Charlotte se quedó en silencio un momento.

¡No!

¿Cómo era posible?

Su imaginación se desbocó.

Debía de estar imaginando cosas.

Era absolutamente imposible.

Aunque el hombre estuviera loco, también era excepcionalmente guapo.

No utilizaría medios tan «forzados» para tener relaciones sexuales con una mujer desconocida.

Por lo tanto, el otro hombre debía ser excepcionalmente feo.

Ninguna mujer querría mirarlo.

Por eso había utilizado un método tan despreciable y desvergonzado.

En cuanto a por qué el hombre era feo pero los niños eran tan guapos, Charlotte pensó que se debía a sus buenos genes.

…

Llegó un nuevo día.

Charlotte recibió una llamada del departamento de Recursos Humanos de la Corporación Stevens.

Se incorporaría formalmente a la Corporación Stevens como empleada administrativa.

Cuando Charlotte oyó esto, se puso tan contenta que casi se puso a dar saltos de alegría.

La Corporación Stevens era la mejor empresa de la Ciudad Imperial.

No solo el horario era de nueve a cinco con los fines de semana libres, sino que el salario también era muy alto, incluso para una simple empleada administrativa.

Por desgracia, no era fácil entrar en la Corporación Stevens.

Durante el último año, había estudiado sin parar y había obtenido varios certificados para poder conseguir un empleo.

Charlotte se presentó a trabajar.

Después de dos días, sintió que la Corporación Stevens era excelente en todos los aspectos.

El ambiente de trabajo era magnífico, las comidas del personal eran buenas y los beneficios eran aún mejores.

Lo único malo del trabajo era que Jack Jones, el gerente de Recursos Humanos que la había contratado, era un pervertido.

Solo llevaba dos días trabajando allí, pero él no paraba de acosarla.
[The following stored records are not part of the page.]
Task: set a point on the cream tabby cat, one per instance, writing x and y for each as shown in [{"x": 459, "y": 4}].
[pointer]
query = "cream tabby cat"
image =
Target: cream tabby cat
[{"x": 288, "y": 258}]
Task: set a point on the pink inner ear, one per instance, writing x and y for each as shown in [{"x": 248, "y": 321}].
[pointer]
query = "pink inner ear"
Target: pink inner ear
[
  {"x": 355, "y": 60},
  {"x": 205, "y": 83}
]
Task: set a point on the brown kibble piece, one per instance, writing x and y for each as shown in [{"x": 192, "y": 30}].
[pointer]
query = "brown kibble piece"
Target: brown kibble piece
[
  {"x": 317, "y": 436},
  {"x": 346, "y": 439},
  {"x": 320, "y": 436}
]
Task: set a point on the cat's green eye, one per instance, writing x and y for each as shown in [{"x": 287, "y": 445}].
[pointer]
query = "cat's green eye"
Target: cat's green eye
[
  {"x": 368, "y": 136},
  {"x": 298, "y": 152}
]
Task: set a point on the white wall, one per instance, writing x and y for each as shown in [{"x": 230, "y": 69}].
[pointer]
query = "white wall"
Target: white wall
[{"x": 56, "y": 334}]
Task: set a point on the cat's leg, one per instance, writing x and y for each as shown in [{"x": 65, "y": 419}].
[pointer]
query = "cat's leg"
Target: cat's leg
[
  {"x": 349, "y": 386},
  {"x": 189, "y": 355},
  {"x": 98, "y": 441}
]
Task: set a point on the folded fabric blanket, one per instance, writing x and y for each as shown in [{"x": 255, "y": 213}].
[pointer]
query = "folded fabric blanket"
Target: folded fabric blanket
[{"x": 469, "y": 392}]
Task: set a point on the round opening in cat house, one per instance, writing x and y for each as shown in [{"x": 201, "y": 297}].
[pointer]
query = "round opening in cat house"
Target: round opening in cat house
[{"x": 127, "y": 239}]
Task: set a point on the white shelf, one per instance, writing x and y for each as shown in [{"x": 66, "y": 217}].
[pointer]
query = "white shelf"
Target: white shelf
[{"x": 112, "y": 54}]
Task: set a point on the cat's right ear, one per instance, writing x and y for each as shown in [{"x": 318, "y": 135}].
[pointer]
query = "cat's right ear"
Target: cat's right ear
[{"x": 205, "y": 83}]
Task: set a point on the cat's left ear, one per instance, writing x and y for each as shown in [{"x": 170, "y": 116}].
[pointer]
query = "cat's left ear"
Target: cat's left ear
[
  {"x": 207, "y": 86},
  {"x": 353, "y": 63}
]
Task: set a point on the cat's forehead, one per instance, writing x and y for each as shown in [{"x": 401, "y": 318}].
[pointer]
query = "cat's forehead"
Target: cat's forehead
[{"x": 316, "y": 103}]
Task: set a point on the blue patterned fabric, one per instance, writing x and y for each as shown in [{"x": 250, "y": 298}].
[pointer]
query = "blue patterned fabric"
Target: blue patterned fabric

Hoy, en cuanto los demás compañeros salieron de la oficina, Jack vino de nuevo a invitar a Charlotte a cenar esa noche.

Charlotte acababa de conseguir el trabajo, así que no quería tener un encontronazo con un gerente.

—Quiero ir a casa a cuidar de mis bebés.

¡Tengo bebés!

—dijo.

Cuando Jack oyó esto, su sonrisa se volvió aún más pervertida.

—Yo también tengo un hijo.

—La gente no puede estar siempre cuidando de sus hijos.

También deben tener sus propias pasiones.

Sería demasiado agotador cuidar de los niños todos los días.

Charlotte casi vomitó.

Consideraba a sus hijos el ancla de su vida y despreciaba a la gente que tenía hijos y aun así andaba enredando por ahí.

Su expresión se volvió fría.

—Lo siento, Gerente Jones, pero no tengo ningún interés en usted.

¡Por favor, no me acose!

Jack se molestó y la amenazó con aire sombrío.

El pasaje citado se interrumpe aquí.